I guess that's all for now... The list isn't complete I believe as time goes by I will have more dreams coming~

Thanks for the love one being by my side~ 
Another year another challenge!
Bye 14 welcome 15! 
Happy New Year from London, in a Mexican grilled restaurant😆 

Monday, December 1, 2014

thoughts

I don't really blog nowadays, loss the passion in it XD
well well well, I can't believe that 2014 is coming to an end!
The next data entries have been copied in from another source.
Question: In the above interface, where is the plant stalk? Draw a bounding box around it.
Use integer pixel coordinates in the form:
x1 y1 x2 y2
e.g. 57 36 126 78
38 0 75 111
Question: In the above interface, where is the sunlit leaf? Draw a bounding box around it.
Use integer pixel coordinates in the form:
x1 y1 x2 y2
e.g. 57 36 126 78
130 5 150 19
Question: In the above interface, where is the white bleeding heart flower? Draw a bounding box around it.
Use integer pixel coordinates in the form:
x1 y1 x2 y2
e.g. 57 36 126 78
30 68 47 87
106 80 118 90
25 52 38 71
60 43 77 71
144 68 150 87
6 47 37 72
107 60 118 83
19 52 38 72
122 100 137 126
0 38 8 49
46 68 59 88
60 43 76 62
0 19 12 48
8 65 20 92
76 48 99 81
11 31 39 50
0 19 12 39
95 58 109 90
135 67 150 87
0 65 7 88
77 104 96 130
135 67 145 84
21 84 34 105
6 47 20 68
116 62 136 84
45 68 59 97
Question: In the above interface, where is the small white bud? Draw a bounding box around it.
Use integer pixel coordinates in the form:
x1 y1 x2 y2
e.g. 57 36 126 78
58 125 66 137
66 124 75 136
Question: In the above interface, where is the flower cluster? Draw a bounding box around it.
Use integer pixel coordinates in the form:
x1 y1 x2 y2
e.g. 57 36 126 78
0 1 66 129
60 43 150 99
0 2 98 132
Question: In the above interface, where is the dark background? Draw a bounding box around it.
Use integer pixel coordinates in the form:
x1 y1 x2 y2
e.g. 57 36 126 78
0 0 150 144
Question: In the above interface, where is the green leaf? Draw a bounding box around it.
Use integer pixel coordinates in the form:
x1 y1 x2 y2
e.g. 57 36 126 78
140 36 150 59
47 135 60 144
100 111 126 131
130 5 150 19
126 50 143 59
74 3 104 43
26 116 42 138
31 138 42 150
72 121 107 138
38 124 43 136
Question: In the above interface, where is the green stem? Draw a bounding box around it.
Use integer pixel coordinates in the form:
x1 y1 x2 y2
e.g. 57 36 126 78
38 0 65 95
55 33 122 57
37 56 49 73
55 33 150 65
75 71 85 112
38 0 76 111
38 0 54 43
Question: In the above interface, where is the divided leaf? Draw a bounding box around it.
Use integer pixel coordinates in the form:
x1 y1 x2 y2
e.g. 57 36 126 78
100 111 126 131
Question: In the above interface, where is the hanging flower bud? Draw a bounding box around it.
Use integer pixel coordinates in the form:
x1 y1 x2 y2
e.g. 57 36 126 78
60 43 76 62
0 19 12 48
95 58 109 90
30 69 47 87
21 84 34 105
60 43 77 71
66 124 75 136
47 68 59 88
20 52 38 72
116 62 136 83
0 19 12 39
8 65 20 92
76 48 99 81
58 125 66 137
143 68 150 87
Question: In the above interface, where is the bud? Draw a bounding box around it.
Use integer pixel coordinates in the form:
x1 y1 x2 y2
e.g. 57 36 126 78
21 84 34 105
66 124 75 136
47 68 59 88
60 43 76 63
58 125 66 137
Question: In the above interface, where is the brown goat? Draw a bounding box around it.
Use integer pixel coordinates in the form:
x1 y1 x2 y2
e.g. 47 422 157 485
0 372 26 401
SO SOON!
a lot of things happened this year, and yea, I am typing this blog  post from Sheffield.
Away for 2 months d!
I have come to UK in Sept to pursue a postgraduate study in Law, which is something really out of my plan! I am glad and feeling lucky that I am here today =)
Students' life is always the best!
life is pretty good.
I have settled down, UK is great, yet no doubt I miss Msia a lot, especially the people and food there.
Postgraduate and Undergraduate is quite different, I have to be more independent.
and to be frank, I am spending most of the time alone. 
walking alone to class, walking home alone... I sounded so pathetic huh? LOL 
Life is not that bad~haha~sometimes I do hang out with friends, but the feeling is very different as compared to the days when I was doing my undergraduate studies. Not sure how to describe that~ aihz
anyway, I am very lucky to know these bunch of new friends, new coursemates, new housemates!
they are really nice and those who have been studying in Sheffield for the pass few years are very good in welcoming me and making sure I have a good time here! I really appreciate them in inviting me over for a gathering or dinner =D

I believe that this 1 year of study will be a great experience to me.. 
I am forced to cook for myself, took up some baking skills (bcoz I am craving for desserts, and there's an oven in the kitchen, so why not utilize it right?)
hope that everything goes well and hope that ppl I love in Msia are doing well too!